1. How To Cook ‘Kaleji’
A Recipe From Rajasthan To Cook
Red Hot, Spicy Lamb/Goat
Liver Curry
2.
3. INGREDIENTS
• Goat/Lamb Liver: 300 grams
• Minced Onions: Four Medium Sized
• Minced Green Chili: Four
• Fresh Curd: 200 grams
• Oil of your choice: 200 grams
• Red Chili Powder: Two Tea Spoons heaping
• Green Coriander Powder: One Tea Spoon heaping
• Turmeric Powder: Half a Tea Spoon
• Salt: One Tea Spoon not heaping
• Ginger/ Garlic Paste: 30 grams
• Vinegar: Two Tea Spoons (optional)
4. METHOD
• Heat the oil in a thick bottomed pan like a pressure cooker and add
the minced onions once the oil is hot. Fry the onions on low flame
till their colour turns light brown. Add the Ginger/Garlic paste with
a little water so that the ingredients do not burn. Add red chili
powder, coriander powder, turmeric powder and salt with some
water. Fry the masala on low flame till it is cooked.
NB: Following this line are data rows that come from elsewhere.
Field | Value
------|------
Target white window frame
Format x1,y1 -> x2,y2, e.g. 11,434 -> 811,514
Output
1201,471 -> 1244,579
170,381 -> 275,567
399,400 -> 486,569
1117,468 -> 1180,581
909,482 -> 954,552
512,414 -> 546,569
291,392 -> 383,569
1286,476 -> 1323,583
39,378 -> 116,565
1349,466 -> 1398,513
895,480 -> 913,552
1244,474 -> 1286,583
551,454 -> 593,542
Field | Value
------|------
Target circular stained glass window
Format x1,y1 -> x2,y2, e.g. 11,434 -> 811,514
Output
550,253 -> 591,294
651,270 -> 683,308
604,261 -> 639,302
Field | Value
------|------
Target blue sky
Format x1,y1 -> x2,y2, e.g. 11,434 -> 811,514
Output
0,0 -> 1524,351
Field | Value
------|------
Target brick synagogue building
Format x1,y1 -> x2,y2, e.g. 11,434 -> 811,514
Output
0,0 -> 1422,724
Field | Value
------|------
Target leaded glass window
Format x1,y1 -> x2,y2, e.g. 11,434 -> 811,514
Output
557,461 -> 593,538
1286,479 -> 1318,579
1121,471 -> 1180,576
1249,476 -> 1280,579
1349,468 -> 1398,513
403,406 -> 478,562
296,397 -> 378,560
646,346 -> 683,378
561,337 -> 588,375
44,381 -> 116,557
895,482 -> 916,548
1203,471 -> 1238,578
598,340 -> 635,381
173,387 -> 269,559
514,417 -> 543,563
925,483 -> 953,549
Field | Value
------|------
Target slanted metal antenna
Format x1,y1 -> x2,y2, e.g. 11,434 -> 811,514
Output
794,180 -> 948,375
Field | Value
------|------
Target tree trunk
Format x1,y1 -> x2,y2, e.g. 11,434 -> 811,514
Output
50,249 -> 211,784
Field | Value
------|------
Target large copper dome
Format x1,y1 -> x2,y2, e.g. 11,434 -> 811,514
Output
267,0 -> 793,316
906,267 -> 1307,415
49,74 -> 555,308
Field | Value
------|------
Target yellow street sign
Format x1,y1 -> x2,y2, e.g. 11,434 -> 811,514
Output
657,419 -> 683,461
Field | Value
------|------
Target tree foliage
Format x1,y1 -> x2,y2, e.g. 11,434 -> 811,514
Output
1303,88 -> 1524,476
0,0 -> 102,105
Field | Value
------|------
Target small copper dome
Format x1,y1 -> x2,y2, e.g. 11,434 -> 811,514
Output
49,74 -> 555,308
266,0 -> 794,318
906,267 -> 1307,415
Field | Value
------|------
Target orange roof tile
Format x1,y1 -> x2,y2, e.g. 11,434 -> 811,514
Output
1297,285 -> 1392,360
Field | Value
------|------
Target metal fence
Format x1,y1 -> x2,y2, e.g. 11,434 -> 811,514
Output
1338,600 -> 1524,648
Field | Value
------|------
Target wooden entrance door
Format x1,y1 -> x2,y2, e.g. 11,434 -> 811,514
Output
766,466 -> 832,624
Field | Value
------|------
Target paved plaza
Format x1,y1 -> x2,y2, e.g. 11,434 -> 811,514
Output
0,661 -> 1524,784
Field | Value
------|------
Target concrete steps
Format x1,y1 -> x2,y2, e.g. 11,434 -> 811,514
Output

Turn up the
flame and add the curd while stirring the mixture till it comes to
boil. Add the minced green chili. Cook the mixture on low flame till
the masala takes on a deep red colour. Wash the raw liver and add
it to the masala with some more water and cook on low flame till
the liver turns hard. Unlike other meats liver will turn hard when
fully cooked. Just before taking the pan off the flame add the
vinegar. Serve with hot chapaties as a full meal or it can also be
served as a delicious snack with cocktails before the main meal.